Monday, January 3, 2011

An Analytic Attitude

As I come off a three week break from facilitating classes at the Tampa Bay Institute for Psychoanalytic Studies, Inc., I think again about how experienced psychoanalytic clinicians might share an analytic attitude with students, avid to experience a deeper relationship and understanding with those who seek them out for help. While an analytic attitude comes with inclination and experience, fostered by training and our own analyses, and while there is no agreement on theory, analysts share the common attitude of endeavoring to understand the intrapsychic and interpersonal life of the patient, to hold the needs of the patient within a frame, and to foster the growth and development of the patient toward a more meaningful and enriched, diverse life. We behave ethically. We behave with restraint. We work to be aware of the influence we have on patients by being self-reflective. We bear, sometimes with our patients, sometimes alone, unbearable affects, tensions, paradox, and uncertainty.

Perhaps I would benefit most from a New Year's resolution to give up control, to 'let go.' Most people, including therapists, particularly those with medical training, have the urge to assert control and avoid vulnerabilities and insufficiencies. Giving up the illusion of control, however scary, and being open to the experience of therapy and its co-creativity, allows transformative possibilities, and leads us and our patients away from self-alienation. Control does not constitute nor uplift the self.

A psychoanalytic attitude is the openness to experience the emotional ‘truth’ of the other’s, as well as our own, subjectivity. It is an ardent experiencing, appreciating experience in its own right, alongside insight, toward the true self; to value not only knowing but being toward the true self. This philosophical attitude decenters insight’s privileged place and makes room for relationship and for being with. Decreasing the patient’s isolation can lessen suffering. Psychotherapy is a sacred experience, under-taken, like faith, with one’s whole being, giving oneself over to the possibility of being in communion, if only rarely and momentarily, with another. Each member of the dyad ideally participates with openness and intensity as we make meaning of ourselves and our lives through revelation and through impact on each other.

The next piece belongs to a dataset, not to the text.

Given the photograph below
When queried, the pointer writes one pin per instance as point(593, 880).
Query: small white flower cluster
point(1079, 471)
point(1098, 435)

Bion advocated an openness to the patient within the bounds of our ethics, always mustering up our respect, decency, and wisdom. When analyzing, open inquiry is preferable to knowledge. Bion advised that we approach each session ‘without memory or desire,’ that we be open to the new possibilities co-created when the therapist does not insist on knowing or on helping, but instead leaves space for a path that is always evolving, unpredictable and unique. When we, with an open heart, do not expect patients to give up their troubles, another serendipitous effect may include the lessening of those very symptoms.

I ask myself, "Can I recognize without flinching another’s subjectivity, or, when I inevitably flinch, can I acknowledge with the patient my discomfort in a way that negotiates a new closeness with, and understanding of, the patient? Can I model that there is no thing too untenable to hear, or to bear feeling, in the company of another? Can I survive the untenable without retaliation (withdrawal, humiliation, breaches of empathy) and hold in tension (not ‘either/or’ but ‘both’) uncertainty with knowing?"